(9 October 2014) "The greenhouse gas emissions that cause climate change are ever greater and mitigation commitments, above all in developed countries but also in emerging economies, are not enough to stabilize climate conditions," the Executive Secretary of the Economic Commission for Latin America and the Caribbean (ECLAC), Alicia Bárcena, warned at the start of two meetings at the organization's headquarters in the Chilean capital.
The United Nations official indicated that the need to reach a global agreement, based on a true technological revolution and capable of converging with the post-2015 development agenda, is becoming more urgent every day, as is the study of the link between climate change and inequality.
In her opinion, the 20th session of the Conference of the Parties to the United Nations Framework Convention on Climate Change (COP 20), which will be held in December in Lima, Peru, represents a unique opportunity for the region to send a strong message to that effect.
Bárcena participated on Wednesday, October 8 in the joint inauguration of the III Workshop of the Latin American and Caribbean Platform on Low Emission Development Strategies (LEDS LAC) and the Meeting of Latin American and Caribbean Think Tanks on Sustainable Development and Climate Change: Reflections in Preparation for the COP 20 in Lima.
She was accompanied by Fernando Farías, Head of the Office of Climate Change at the Chilean Environment Ministry and President of the Executive Committee of the LEDS LAC Platform; and Teresa Ribera, Director of the Institute for Sustainable Development and International Relations (IDDRI).

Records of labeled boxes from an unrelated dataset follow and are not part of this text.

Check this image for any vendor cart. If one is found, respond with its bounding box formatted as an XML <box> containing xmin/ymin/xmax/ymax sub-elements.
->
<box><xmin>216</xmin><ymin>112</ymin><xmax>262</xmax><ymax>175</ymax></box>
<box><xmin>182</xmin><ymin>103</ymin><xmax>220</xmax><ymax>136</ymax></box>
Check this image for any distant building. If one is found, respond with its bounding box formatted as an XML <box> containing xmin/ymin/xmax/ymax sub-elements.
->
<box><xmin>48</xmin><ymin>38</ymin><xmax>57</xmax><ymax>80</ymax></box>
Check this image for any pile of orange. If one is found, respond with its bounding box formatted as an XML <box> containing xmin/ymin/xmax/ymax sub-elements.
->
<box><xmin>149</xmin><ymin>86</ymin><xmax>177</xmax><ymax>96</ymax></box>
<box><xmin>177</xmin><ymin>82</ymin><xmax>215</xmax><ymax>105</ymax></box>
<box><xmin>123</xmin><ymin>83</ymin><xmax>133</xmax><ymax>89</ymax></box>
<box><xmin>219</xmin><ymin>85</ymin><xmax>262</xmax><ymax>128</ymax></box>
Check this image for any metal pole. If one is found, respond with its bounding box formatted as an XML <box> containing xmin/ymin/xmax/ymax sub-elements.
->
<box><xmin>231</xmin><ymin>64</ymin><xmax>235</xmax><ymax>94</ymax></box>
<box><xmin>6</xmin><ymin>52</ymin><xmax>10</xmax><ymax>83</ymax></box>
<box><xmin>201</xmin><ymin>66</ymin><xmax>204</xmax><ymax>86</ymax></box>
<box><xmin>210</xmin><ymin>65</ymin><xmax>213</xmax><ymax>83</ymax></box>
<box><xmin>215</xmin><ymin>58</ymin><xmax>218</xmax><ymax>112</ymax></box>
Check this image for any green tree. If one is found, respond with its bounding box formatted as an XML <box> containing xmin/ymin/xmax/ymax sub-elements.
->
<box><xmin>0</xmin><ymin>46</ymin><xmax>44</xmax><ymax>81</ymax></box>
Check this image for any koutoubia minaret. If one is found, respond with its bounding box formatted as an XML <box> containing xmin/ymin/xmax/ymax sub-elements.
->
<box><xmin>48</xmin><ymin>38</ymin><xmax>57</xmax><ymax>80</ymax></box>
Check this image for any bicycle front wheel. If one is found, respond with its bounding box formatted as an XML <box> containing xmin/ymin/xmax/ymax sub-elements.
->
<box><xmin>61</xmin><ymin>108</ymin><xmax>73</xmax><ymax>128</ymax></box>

Margarita Astrálaga, Regional Director for Latin America and the Caribbean at the United Nations Environment Program (UNEP), was also present.
According to ECLAC's recently launched document The economics of climate change in Latin America and the Caribbean: Paradoxes and challenges, the economic costs of climate change could vary between 1 and 4.5% of the annual Gross Domestic Product (GDP) of Latin America and the Caribbean, in the case that the temperature rises 2.5° C above the historical average. Adaptation measures, therefore, are estimated at around 0.5% of regional annual GDP.

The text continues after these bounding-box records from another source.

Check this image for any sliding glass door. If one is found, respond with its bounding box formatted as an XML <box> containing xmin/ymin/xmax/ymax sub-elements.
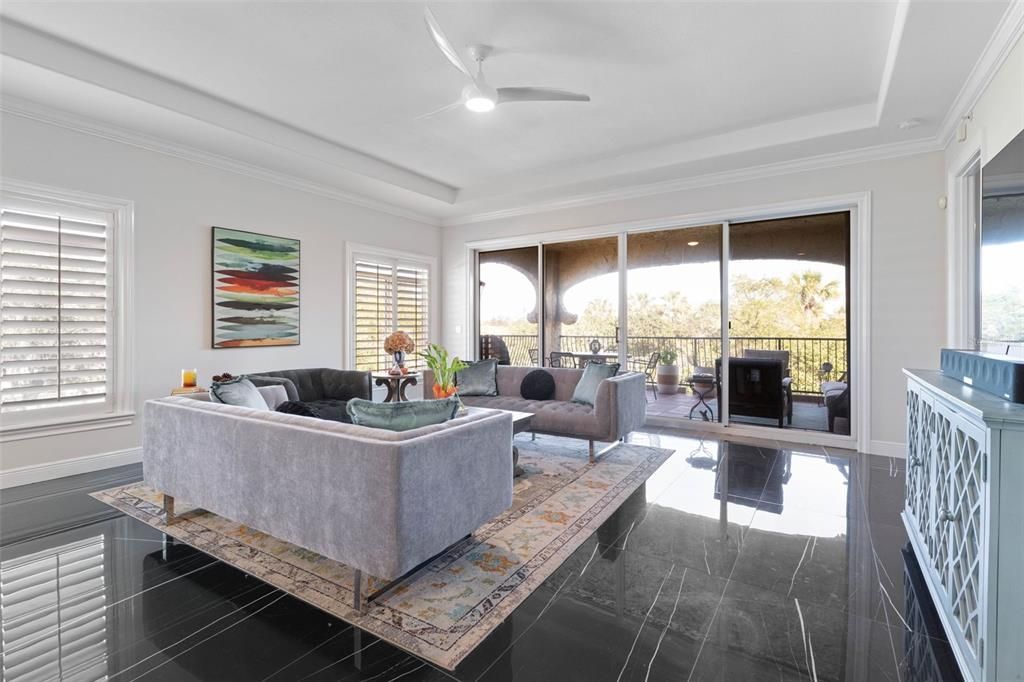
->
<box><xmin>543</xmin><ymin>237</ymin><xmax>620</xmax><ymax>367</ymax></box>
<box><xmin>478</xmin><ymin>211</ymin><xmax>853</xmax><ymax>435</ymax></box>
<box><xmin>626</xmin><ymin>225</ymin><xmax>722</xmax><ymax>421</ymax></box>
<box><xmin>728</xmin><ymin>212</ymin><xmax>851</xmax><ymax>434</ymax></box>
<box><xmin>477</xmin><ymin>246</ymin><xmax>541</xmax><ymax>366</ymax></box>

"Our production and consumption patterns are at the bottom of the problem. We have already reached some worrisome limits in terms of the carrying capacity of ecosystems and the absorption of greenhouse gases," Bárcena summarized, calling on the region's countries to focus their efforts on decisions to invest in infrastructure, which is a bridge between the present and a desirable future.
Meanwhile, Fernando Farías recalled the recent commitment made by the Chilean government to reduce polluting emissions by 20% as of 2020. To achieve that, he said "the country needs to work on low-emission development strategies in the long term, aimed at decoupling economic and social growth from the increase in greenhouse gas emissions."
Teresa Ribera, from IDDRI, contended that Latin America and the Caribbean "is one of the most important regions for achieving success in the coming months" on the definition of a global climate agreement, considering its historic commitment, the hosting of the COP 20 in Lima, and the fact that the region "combines all the difficulties, concerns, differences and points in common" that exist worldwide with regard to this issue.
The workshop of the Platform LEDS LAC, which will conclude its work on Friday, is organized by ECLAC and the Chilean Environment Ministry, with support from the LEDS LAC Secretariat, the IDB, the World Bank, the UNDP and the Euroclima Program, financed by the European Union.
During the gathering, participants will share experiences, good practices and lessons learned. They will also take part in trainings and establish ways of collaborating on low-carbon development and climate change.
Meanwhile, the meeting of the Latin American and Caribbean think tanks is organized by ECLAC and IDDRI, with support from the Euroclima Program.
The Regional Workshop on Pollutant Release and Transfer Registers, which is supported by the Organization for Economic Cooperation and Development (OECD), will take place on Thursday, also at ECLAC.